For $C_n,$ let $g$ is a generator, but except for non-trivial groups, $e$ is not.
So, ignore $e$, hence: $\{\forall i,j\in \{1,\cdots, n-1\}\,| \,\langle g^i \rangle\mapsto \langle g^j \rangle\}.$
All generators are mapped by any other generator, as all are of the same order.
But, how to get number of automorphisms?
On
$U(n)$ denote the multiplicative group of units of the ring $(\mathbb{Z}_n,+,\cdot )$.
Automorphism of a cyclic group can be completely determined by the image of the generators.

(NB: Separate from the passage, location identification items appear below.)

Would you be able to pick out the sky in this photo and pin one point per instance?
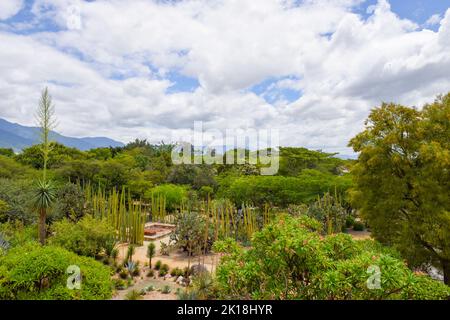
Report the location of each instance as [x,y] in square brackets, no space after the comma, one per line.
[311,69]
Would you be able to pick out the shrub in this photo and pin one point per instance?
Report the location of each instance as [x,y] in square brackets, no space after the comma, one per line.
[123,273]
[162,273]
[150,288]
[176,272]
[174,195]
[150,273]
[358,226]
[166,289]
[88,237]
[33,272]
[331,267]
[165,268]
[349,221]
[133,295]
[119,284]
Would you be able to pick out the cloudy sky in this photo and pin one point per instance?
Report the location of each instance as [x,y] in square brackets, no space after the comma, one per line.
[148,69]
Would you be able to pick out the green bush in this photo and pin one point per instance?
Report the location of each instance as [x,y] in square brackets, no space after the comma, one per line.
[133,295]
[176,272]
[332,267]
[119,284]
[166,289]
[283,191]
[349,221]
[33,272]
[87,237]
[173,194]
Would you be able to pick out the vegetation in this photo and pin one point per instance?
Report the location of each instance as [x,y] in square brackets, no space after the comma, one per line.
[39,272]
[289,260]
[402,180]
[275,237]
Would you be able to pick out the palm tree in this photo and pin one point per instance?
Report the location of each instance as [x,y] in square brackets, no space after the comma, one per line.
[151,250]
[45,191]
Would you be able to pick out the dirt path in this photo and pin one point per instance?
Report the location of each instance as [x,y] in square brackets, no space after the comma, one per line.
[158,283]
[174,260]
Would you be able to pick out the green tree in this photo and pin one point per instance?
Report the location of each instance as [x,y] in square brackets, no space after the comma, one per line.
[7,152]
[402,180]
[151,251]
[45,191]
[289,259]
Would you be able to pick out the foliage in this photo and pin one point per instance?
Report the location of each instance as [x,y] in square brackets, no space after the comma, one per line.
[34,157]
[151,251]
[192,229]
[294,160]
[40,272]
[18,198]
[87,237]
[282,191]
[358,226]
[174,195]
[11,169]
[166,289]
[330,212]
[7,152]
[402,180]
[133,295]
[290,260]
[197,176]
[71,203]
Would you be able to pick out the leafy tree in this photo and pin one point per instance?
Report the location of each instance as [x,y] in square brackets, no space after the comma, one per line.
[151,251]
[71,203]
[193,233]
[34,156]
[7,152]
[87,237]
[174,195]
[289,259]
[17,194]
[11,169]
[195,175]
[45,189]
[31,272]
[294,160]
[281,191]
[402,180]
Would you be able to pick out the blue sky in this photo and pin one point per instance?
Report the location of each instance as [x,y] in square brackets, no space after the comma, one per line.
[149,69]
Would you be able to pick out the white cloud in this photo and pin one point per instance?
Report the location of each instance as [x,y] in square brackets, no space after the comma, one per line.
[9,8]
[109,77]
[433,20]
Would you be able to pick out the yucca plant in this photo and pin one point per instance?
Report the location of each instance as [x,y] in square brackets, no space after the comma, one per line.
[45,191]
[44,196]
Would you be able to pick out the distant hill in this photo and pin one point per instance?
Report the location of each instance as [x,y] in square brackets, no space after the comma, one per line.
[18,137]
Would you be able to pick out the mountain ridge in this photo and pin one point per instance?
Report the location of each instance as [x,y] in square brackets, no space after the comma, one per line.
[18,137]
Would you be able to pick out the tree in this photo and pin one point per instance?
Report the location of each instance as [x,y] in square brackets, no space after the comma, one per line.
[45,189]
[403,180]
[289,259]
[151,251]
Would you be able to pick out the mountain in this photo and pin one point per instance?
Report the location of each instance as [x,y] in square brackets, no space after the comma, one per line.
[18,137]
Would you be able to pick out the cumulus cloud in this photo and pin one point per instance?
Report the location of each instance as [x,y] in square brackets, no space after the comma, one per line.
[110,75]
[9,8]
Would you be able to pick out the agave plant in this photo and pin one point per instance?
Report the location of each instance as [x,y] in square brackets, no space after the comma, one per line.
[4,244]
[44,196]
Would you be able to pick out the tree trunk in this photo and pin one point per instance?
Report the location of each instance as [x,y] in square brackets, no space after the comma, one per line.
[42,225]
[446,269]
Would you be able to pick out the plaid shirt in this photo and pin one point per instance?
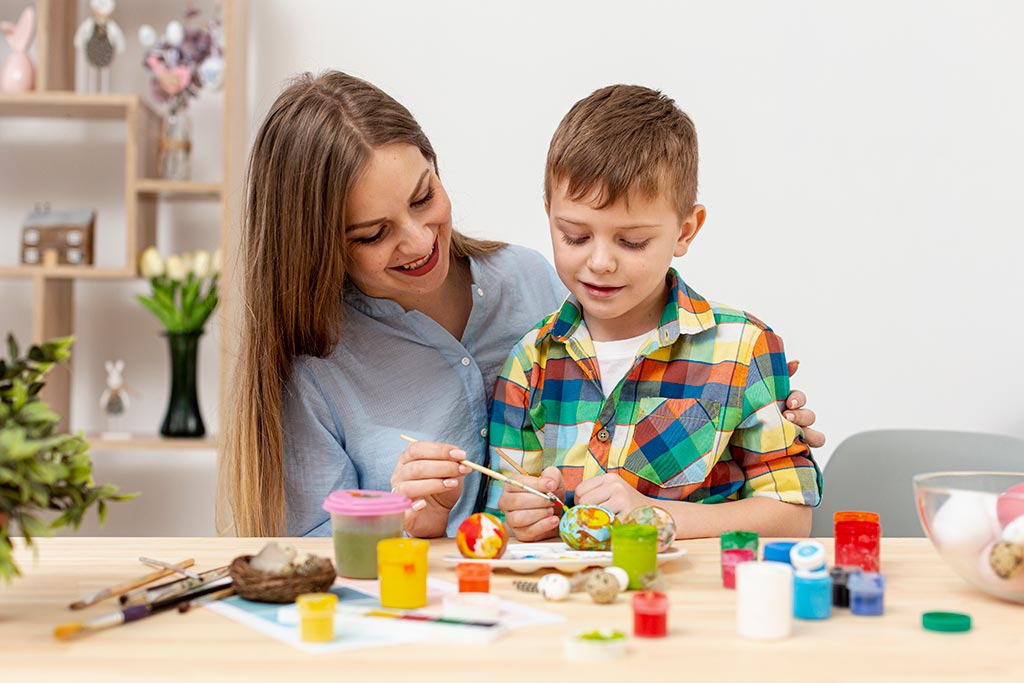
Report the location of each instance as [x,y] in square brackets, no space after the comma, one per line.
[697,418]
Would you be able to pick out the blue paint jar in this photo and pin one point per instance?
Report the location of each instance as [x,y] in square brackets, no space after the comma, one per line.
[812,595]
[778,551]
[867,592]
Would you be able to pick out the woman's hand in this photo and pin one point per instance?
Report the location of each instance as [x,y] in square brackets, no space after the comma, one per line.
[797,414]
[526,514]
[429,474]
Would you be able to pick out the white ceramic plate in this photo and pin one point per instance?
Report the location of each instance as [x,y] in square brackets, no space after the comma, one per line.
[528,557]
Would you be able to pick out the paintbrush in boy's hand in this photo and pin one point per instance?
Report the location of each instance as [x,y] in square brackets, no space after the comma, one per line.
[506,479]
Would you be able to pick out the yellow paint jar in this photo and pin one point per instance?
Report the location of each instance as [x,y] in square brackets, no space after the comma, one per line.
[402,567]
[316,616]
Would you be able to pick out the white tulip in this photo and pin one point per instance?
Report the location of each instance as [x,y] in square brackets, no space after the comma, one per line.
[146,35]
[176,268]
[201,264]
[151,264]
[175,33]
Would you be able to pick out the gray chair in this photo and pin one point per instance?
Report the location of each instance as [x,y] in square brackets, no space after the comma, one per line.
[873,471]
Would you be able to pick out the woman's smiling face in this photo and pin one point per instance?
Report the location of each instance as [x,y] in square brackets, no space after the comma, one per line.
[398,226]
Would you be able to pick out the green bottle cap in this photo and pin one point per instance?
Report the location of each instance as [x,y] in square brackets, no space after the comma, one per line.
[946,622]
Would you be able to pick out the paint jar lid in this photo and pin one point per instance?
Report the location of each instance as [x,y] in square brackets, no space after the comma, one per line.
[358,503]
[946,622]
[778,551]
[807,556]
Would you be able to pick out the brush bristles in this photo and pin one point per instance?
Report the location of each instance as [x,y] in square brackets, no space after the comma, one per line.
[66,631]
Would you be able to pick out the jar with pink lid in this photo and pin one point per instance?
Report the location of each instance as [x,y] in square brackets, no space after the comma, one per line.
[358,520]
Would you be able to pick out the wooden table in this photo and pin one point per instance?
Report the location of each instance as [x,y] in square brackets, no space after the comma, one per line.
[702,645]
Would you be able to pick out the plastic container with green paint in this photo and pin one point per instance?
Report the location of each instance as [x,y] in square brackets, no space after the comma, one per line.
[634,548]
[360,519]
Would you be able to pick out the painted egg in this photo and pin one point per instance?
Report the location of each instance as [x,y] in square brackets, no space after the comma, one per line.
[481,537]
[1010,505]
[966,523]
[587,527]
[1014,531]
[1013,583]
[657,517]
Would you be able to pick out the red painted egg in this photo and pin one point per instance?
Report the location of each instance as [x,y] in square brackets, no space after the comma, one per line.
[481,537]
[1011,504]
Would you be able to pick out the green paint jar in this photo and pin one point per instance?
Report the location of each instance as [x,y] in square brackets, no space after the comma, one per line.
[634,548]
[359,519]
[740,541]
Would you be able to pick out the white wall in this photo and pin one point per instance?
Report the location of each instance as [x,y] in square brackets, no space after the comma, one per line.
[860,165]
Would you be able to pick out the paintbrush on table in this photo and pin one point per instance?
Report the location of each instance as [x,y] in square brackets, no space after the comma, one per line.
[161,564]
[121,589]
[135,612]
[161,591]
[503,478]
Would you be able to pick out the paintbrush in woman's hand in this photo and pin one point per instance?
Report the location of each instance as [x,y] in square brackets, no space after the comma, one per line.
[506,479]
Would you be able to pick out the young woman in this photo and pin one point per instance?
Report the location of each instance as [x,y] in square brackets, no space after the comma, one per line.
[367,316]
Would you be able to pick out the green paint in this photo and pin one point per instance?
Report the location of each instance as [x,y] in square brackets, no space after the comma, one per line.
[355,552]
[634,548]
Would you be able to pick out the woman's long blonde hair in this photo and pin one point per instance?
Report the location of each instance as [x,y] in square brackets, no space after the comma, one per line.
[308,153]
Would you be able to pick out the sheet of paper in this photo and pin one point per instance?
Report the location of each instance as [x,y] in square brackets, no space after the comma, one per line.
[355,632]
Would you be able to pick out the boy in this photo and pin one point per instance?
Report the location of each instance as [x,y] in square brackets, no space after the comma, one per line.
[638,390]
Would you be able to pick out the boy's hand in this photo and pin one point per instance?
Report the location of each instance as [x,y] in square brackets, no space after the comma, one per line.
[805,418]
[429,474]
[527,515]
[611,492]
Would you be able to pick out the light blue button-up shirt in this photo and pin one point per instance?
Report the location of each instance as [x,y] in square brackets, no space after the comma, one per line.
[401,373]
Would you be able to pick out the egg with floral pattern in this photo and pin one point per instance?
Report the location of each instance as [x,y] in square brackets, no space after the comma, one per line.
[656,517]
[587,527]
[481,537]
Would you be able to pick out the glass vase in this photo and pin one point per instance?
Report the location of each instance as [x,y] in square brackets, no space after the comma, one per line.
[175,146]
[183,418]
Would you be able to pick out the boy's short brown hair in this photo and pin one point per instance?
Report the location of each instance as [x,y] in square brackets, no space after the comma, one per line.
[623,139]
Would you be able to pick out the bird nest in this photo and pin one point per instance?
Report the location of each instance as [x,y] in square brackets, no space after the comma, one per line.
[313,575]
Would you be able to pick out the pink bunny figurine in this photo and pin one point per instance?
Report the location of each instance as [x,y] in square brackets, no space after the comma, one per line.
[17,74]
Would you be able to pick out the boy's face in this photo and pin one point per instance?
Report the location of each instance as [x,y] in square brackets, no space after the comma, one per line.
[614,259]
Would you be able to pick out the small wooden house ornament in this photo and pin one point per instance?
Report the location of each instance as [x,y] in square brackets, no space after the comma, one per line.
[57,238]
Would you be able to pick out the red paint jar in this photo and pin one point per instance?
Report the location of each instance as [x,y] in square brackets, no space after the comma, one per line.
[730,558]
[473,578]
[650,614]
[858,540]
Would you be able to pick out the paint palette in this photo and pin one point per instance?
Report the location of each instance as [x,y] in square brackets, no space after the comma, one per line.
[528,557]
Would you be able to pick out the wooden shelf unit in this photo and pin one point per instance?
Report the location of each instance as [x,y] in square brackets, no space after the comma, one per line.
[54,98]
[150,442]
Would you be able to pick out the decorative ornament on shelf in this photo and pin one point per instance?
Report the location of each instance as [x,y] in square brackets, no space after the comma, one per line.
[40,469]
[115,401]
[183,296]
[17,74]
[187,58]
[99,39]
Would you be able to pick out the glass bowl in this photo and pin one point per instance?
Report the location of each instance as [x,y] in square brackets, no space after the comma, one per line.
[976,522]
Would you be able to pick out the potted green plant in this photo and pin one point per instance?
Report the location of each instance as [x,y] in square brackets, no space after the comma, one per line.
[41,471]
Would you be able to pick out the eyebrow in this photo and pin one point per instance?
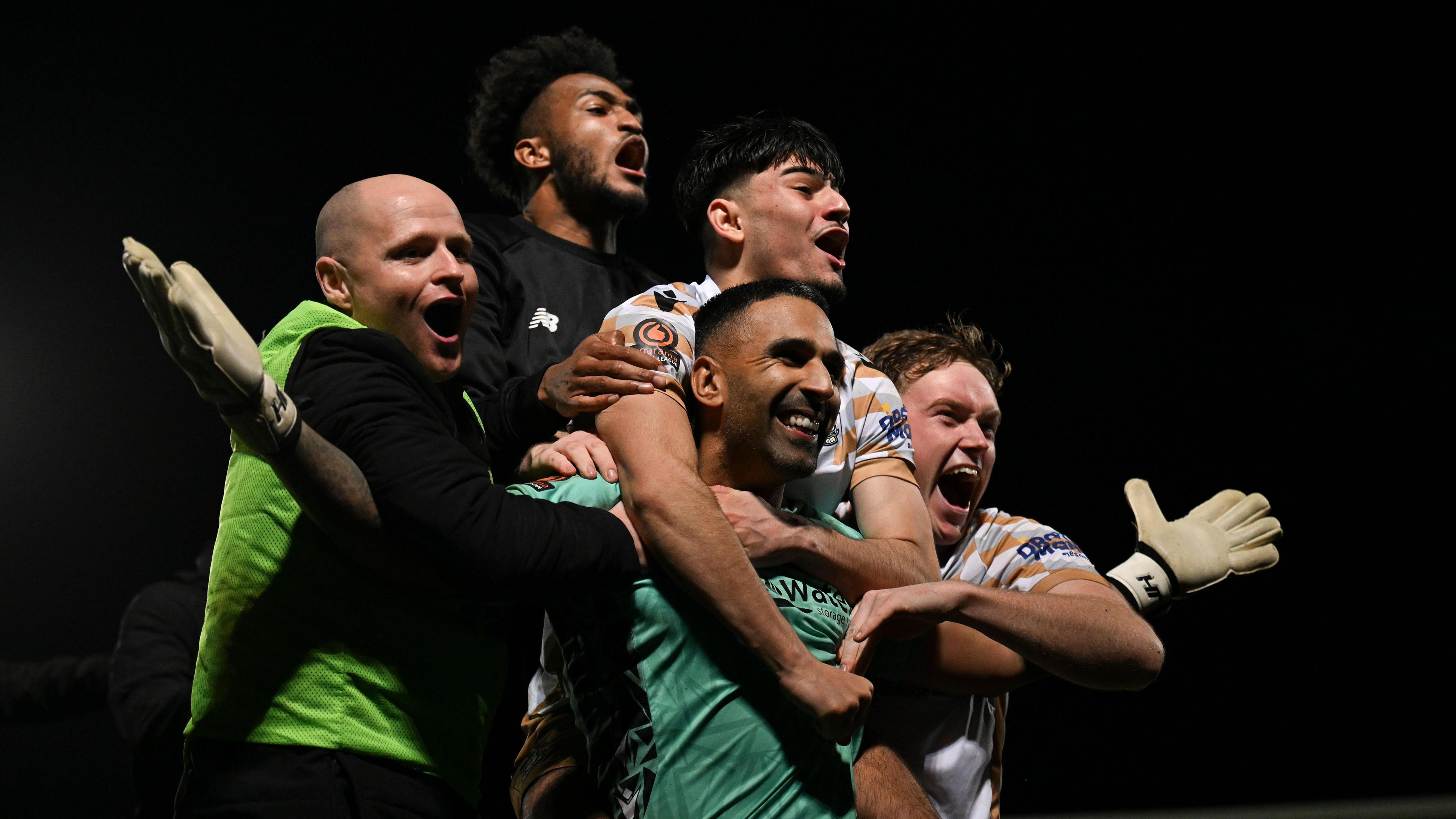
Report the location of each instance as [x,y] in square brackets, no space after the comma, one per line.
[612,100]
[814,173]
[963,407]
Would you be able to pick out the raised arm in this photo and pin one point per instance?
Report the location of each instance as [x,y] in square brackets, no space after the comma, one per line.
[897,549]
[1079,632]
[691,540]
[424,487]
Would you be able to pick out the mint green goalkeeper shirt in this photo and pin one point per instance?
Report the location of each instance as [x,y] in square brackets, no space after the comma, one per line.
[681,719]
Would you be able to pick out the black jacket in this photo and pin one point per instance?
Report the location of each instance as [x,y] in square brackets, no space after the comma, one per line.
[541,297]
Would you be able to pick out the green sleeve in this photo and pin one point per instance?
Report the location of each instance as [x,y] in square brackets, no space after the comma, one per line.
[826,521]
[596,493]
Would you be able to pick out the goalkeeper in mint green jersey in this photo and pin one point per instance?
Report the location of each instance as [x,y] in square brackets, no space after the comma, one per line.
[679,717]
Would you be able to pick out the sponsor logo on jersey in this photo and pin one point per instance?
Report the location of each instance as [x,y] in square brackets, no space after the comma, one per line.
[651,333]
[833,436]
[1149,588]
[542,318]
[667,299]
[1043,546]
[896,425]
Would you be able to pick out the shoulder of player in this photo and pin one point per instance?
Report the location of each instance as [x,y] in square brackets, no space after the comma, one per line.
[673,298]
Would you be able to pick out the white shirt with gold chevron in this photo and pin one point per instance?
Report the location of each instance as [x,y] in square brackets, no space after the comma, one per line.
[953,745]
[870,438]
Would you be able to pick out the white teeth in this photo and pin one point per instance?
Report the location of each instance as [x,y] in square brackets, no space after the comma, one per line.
[804,423]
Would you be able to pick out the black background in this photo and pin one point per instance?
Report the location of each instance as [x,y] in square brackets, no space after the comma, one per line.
[1196,238]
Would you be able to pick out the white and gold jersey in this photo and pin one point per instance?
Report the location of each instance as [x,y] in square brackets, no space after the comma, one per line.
[953,745]
[871,436]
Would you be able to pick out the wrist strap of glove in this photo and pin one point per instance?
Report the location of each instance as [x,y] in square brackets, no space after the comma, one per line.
[267,422]
[1145,584]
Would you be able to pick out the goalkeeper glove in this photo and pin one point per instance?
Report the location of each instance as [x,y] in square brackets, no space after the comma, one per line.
[1229,532]
[215,350]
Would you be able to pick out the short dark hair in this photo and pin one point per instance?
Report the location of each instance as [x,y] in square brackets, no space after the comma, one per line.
[510,83]
[743,148]
[723,312]
[908,355]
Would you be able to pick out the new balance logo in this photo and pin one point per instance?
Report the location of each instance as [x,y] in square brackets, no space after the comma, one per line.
[542,318]
[1149,588]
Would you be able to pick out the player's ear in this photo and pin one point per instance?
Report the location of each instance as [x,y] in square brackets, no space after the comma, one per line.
[726,219]
[533,154]
[334,282]
[708,384]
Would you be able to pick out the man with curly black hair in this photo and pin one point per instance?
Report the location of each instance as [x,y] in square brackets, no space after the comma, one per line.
[555,132]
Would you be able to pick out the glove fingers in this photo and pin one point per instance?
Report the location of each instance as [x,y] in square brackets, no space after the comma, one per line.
[1247,511]
[1210,509]
[1258,559]
[1145,506]
[1257,534]
[231,353]
[151,278]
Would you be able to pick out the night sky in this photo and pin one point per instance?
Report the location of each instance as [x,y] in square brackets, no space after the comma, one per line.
[1193,237]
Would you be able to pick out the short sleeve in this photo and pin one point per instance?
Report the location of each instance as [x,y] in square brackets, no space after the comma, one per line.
[598,493]
[1023,554]
[882,426]
[660,323]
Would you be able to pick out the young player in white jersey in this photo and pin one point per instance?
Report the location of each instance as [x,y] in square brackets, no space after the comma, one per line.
[950,726]
[764,196]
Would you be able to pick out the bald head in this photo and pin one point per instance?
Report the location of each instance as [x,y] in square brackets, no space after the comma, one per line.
[363,209]
[395,256]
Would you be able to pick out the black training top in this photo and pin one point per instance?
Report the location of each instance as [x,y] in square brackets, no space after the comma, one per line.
[539,298]
[427,467]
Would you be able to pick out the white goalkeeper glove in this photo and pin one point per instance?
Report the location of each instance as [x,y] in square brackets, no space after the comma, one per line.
[213,349]
[1228,534]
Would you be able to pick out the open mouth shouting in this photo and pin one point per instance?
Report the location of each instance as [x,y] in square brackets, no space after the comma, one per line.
[446,318]
[632,158]
[833,242]
[803,425]
[957,487]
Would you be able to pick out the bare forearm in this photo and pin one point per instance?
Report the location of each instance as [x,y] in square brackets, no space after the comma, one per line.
[329,487]
[858,566]
[691,541]
[1097,642]
[884,788]
[688,535]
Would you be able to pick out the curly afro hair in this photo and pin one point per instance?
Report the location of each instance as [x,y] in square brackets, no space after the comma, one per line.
[510,83]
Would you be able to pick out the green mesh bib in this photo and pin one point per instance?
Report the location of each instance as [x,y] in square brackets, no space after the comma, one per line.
[303,648]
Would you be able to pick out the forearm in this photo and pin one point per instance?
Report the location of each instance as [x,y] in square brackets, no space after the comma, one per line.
[334,493]
[1097,642]
[886,789]
[692,543]
[858,566]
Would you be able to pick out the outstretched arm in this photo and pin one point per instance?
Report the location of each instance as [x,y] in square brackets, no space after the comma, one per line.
[897,549]
[1081,632]
[691,540]
[1228,534]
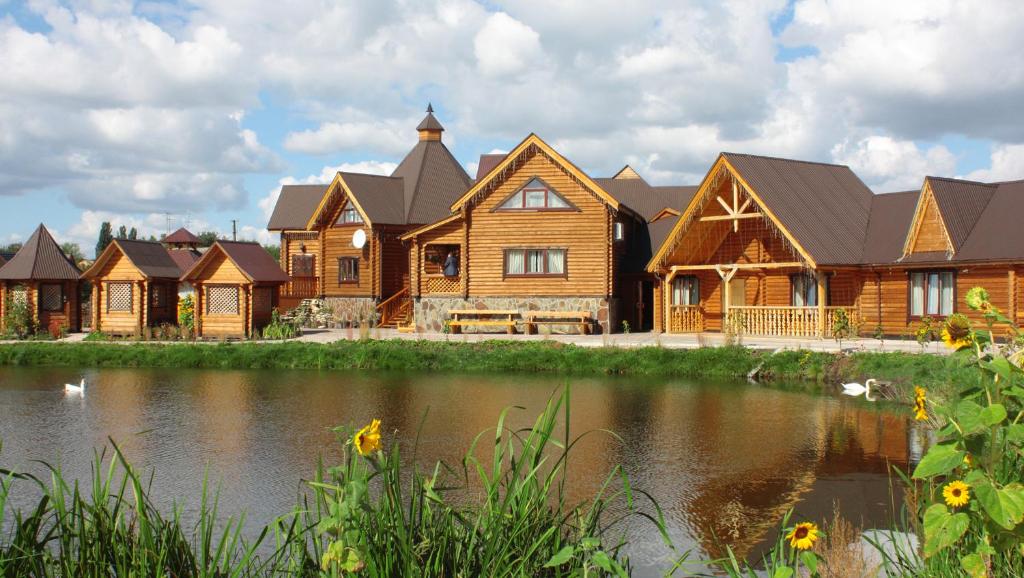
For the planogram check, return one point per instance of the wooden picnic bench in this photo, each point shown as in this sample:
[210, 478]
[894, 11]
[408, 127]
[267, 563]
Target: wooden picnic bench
[583, 319]
[482, 318]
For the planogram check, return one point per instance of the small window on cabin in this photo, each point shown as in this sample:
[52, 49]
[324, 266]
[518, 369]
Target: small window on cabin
[302, 265]
[51, 297]
[348, 270]
[222, 299]
[119, 297]
[932, 293]
[349, 215]
[685, 290]
[536, 196]
[619, 231]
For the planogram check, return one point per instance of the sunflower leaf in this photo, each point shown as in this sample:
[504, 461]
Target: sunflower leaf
[938, 460]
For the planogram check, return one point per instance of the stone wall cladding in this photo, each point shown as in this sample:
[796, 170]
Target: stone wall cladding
[432, 312]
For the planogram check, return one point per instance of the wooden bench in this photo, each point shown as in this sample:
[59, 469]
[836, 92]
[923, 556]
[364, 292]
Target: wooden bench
[583, 319]
[482, 318]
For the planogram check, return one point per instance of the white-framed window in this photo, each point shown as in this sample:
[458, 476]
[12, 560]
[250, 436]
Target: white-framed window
[686, 290]
[932, 293]
[535, 262]
[536, 196]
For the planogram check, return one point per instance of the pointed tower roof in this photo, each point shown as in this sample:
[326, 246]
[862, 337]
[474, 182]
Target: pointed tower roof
[40, 258]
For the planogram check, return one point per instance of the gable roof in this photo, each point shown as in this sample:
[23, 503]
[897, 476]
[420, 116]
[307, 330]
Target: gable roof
[40, 258]
[150, 257]
[251, 258]
[181, 236]
[295, 206]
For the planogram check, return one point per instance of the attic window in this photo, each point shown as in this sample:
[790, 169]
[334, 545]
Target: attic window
[536, 196]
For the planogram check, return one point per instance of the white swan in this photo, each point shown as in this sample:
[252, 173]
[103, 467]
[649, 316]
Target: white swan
[855, 389]
[72, 388]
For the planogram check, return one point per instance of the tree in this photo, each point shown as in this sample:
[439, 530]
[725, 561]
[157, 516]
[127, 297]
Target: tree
[105, 236]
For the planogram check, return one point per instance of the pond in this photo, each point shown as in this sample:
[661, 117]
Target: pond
[725, 460]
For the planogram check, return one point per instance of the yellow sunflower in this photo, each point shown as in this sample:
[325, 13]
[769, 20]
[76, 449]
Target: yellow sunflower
[956, 494]
[368, 440]
[803, 536]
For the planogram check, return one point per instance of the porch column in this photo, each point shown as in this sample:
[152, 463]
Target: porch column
[822, 297]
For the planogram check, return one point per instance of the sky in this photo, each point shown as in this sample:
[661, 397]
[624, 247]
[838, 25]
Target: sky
[163, 114]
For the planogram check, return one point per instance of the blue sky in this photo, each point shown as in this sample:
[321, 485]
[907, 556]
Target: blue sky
[144, 112]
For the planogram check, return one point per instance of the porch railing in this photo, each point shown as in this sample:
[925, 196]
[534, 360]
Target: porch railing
[442, 284]
[787, 322]
[686, 319]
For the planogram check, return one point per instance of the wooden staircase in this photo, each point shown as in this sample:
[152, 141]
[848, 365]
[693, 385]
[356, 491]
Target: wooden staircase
[396, 312]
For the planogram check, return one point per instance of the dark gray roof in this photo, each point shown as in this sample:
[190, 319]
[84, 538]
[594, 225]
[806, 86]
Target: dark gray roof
[825, 207]
[890, 220]
[295, 206]
[39, 259]
[433, 180]
[645, 200]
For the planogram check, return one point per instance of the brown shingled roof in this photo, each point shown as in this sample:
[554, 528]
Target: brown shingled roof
[40, 258]
[295, 206]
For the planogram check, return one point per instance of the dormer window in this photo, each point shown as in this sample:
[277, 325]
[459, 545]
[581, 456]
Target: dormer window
[536, 196]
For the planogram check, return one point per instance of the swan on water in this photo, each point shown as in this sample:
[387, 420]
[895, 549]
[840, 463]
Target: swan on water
[855, 389]
[72, 388]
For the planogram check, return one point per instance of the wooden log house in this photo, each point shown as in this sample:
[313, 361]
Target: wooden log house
[777, 247]
[41, 276]
[237, 289]
[134, 286]
[342, 241]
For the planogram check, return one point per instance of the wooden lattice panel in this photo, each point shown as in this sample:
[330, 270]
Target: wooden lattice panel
[222, 300]
[119, 297]
[51, 297]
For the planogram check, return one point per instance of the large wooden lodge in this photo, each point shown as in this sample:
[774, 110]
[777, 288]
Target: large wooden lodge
[763, 246]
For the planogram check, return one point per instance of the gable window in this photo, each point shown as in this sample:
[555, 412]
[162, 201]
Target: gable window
[932, 293]
[535, 262]
[348, 270]
[804, 290]
[685, 290]
[302, 265]
[348, 215]
[619, 231]
[536, 196]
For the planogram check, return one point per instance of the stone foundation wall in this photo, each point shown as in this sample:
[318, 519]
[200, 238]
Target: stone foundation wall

Let $f:C_n\to C_n$ be an automorphism and $C_n=\langle a\rangle$ then $|f(a)|=|a|=n$. Hence $C_n=\langle f(a)\rangle$. Since the number of generators of $C_n$ is exactly $\varphi (n)$, you have exactly $\varphi (n)$ choices for $f(a)$.
Therefore, $\operatorname{Aut}(C_n)\cong U(n)$.
Let $f\colon\mathbb{Z}_n\rightarrow\mathbb{Z}_n$ be a homomorphism, then it is already uniquely defined by $f(1)$ as using the property of a homomorphism yields: $$f(m)=f(\underbrace{1+\ldots+1}_{m\;\text{times}}) =\underbrace{f(1)+\ldots+f(1)}_{m\;\text{times}} =m\cdot f(1).$$ For the group homomorphism $f_k\colon\mathbb{Z}_n\rightarrow\mathbb{Z}_n,f_k(1)=k\;\text{or}\;1\mapsto k$ to be invertible (and therefore be an automorphism), $k$ has to be invertible in $\mathbb{Z}_n$ (the inverse automorphism is then $f_{k^{-1}}$) and $(\mathbb{Z}_n,+,0)\rightarrow(\mathbb{Z}_n^\times,\cdot,1),k\mapsto f_k$ is an isomorphism (the inverse is $f\mapsto f(1)$), which yields: $$\operatorname{Aut}(\mathbb{Z}_n)\cong\mathbb{Z}_n^\times.$$ In particular, using $160=32\cdot 5=2^5\cdot 5$ and using the Chinese remainder theorem (See here) we get: $$\operatorname{Aut}(\mathbb{Z}_{160})\cong\mathbb{Z}_{160}^\times \cong\mathbb{Z}_{32}^\times\times\mathbb{Z}_5^\times \cong\mathbb{Z}_2\times\mathbb{Z}_4\times\mathbb{Z}_8,$$ where $\mathbb{Z}_p^\times\cong\mathbb{Z}_{p-1}$ for an odd prime $p$ and $\mathbb{Z}_{2^k}^\times\cong\mathbb{Z}_2\times\mathbb{Z}_{2^{k-2}}$ were used.